While Bibi and Bobinôt are trapped in the storm, Calixta laughs at it while she engages in an affair. As Stein suggests, Chopin is writing about the dichotomies of storms. Storms can be frightening but also magnificent. “Is it (and is nature generally), merely indifferent to human well-being, a blind force, brute, and dangerous, or is it something akin to a lifeforce, potentially dangerous, of course, but beautiful and enriching, a power with which to align oneself, body and spirit, despite the carping of stifling convention?” (Stein 55).
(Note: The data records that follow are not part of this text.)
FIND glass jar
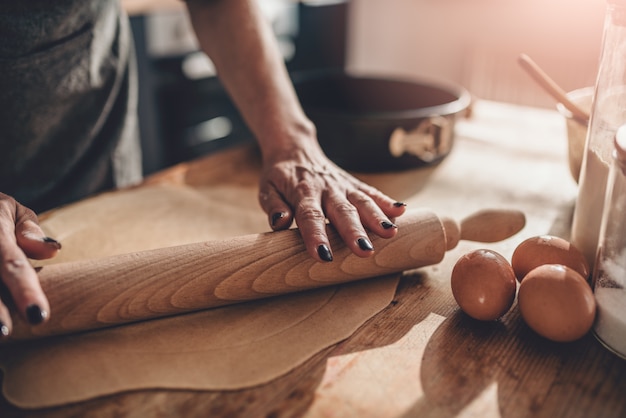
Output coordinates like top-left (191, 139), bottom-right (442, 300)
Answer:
top-left (591, 125), bottom-right (626, 358)
top-left (571, 0), bottom-right (626, 267)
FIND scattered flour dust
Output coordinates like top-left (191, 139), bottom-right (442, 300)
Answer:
top-left (594, 250), bottom-right (626, 357)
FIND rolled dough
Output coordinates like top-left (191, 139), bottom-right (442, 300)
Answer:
top-left (0, 184), bottom-right (398, 408)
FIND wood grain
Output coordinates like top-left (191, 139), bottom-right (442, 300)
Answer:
top-left (8, 210), bottom-right (446, 341)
This dichotomy Chopin addresses is further underlined at the beginning of the third chapter after Calixta and Alcée have finished their sinful activities, the storm subsides and reveals a scenic landscape.
“The rain was over; and the sun was turning the glistening green world into a palace of gems. Calixta, on the gallery, watched Alcée ride away. He turned and smiled at her with a beaming face; and she lifted her pretty chin in the air and laughed aloud” (Chopin 3).
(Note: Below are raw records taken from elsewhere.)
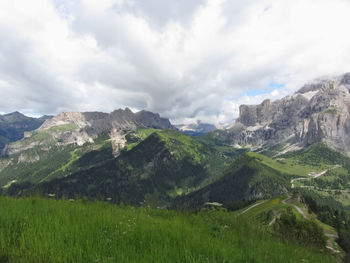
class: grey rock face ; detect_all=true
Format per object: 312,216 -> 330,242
0,111 -> 49,153
175,121 -> 218,135
3,108 -> 174,155
216,73 -> 350,153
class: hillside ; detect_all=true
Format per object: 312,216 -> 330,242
0,197 -> 336,263
211,73 -> 350,153
0,129 -> 239,206
177,152 -> 295,207
0,112 -> 51,154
After committing adultery, Calixta is not struck down by lightening or caught by her husband and son but rather greeted with a ‘palace of gems’ as Alcée rides away on his horse. Chopin doesn’t punish the sinners and doesn’t allow for the caring husband to know of his wife’s treachery. The storm covers the town in a dark cloud but by the end of the story, it reveals sublime nature as Calixta and Alcée collide in a cataclysm. Violent storms like the one Chopin describes often leave a wake of destruction in its path much like the chaos that ensues when extramarital affairs occur but the conventional and traditional conceptions of affairs and sexuality as well as storms don’t apply in “The Storm” like Toth said before. Furthermore, the last line of the story leaves the consequences of Calixta unknown and the reader’s judgement of affairs unclear.
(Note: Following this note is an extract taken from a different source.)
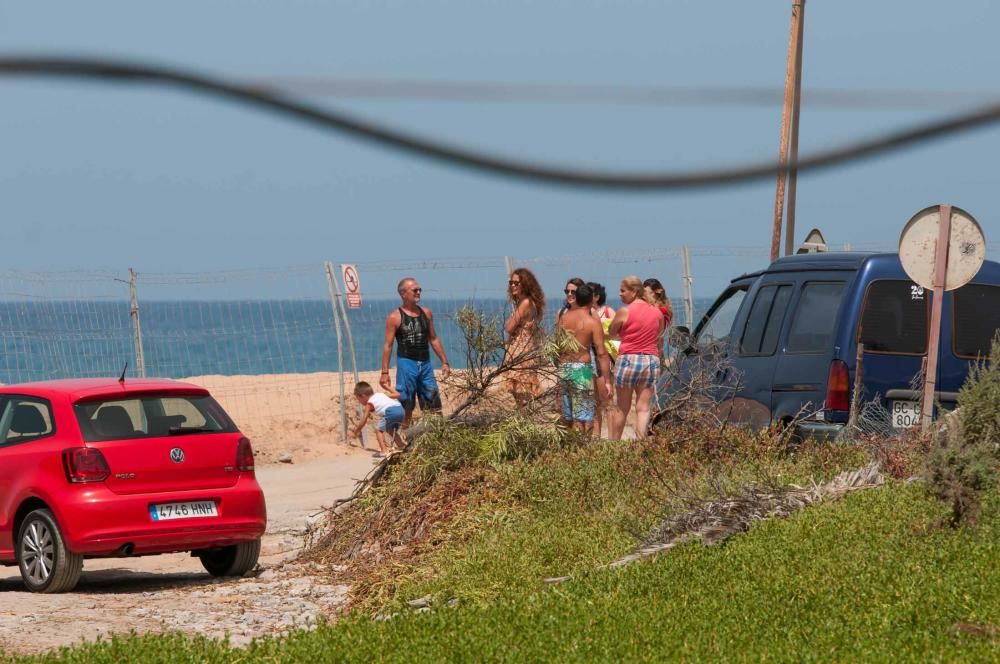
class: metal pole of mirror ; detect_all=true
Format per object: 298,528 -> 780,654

“So the storm passed and everyone was happy” (Chopin 5)
The moral ambiguity of Chopin’s story and use of natural disasters like storms that was unlike what her contemporaries were doing make “The Storm” a unique tale of contradictions and dichotomies but like mentioned before, the story was not known until a 1969 publication. Dana Gioia, when introducing “The Storm”, ponders that because of some of Chopin’s earlier work like her famous The Awakening and “The Story of an Hour” that explored the complex female characters similar to Calixta in 19th century setting, works like “The Storm” may have been censored. “She began to bring into American fiction some […] hard-eyed observations and passion for telling unpleasant truths. Determined, in defiance of her times, frankly to show sexual feelings of her characters, Chopin suffered from neglect and censorship. […] Many of her stories had to wait seven decades for a sympathetic audience” (Gioia 115). The unusual use of the storm as a tool of devastation and creation as well as the exploration of forbidden sexuality make “The Storm” a unique story in that it defies the standard notion of how nature and women were written around in the 1890’s but unfortunately was not appreciated upon its conception.
Bibliography
Chopin, Kate. “”The Storm”.” 1898. American Literature. Website.
Gioia, Dana. Literature: Introduction to Fiction, Poetry, and Drama. New York: Pearson Longman, 2007.
Stein, Allen. “The Kaleidoscope of Truth: A New Look at Chopin’s “The Storm”.” American Literary Realism (2003): 51-64. Print.
Toth, Emily. “The Independent Woman and “Free” Love.” The Massachusetts Review (1975): 647-664.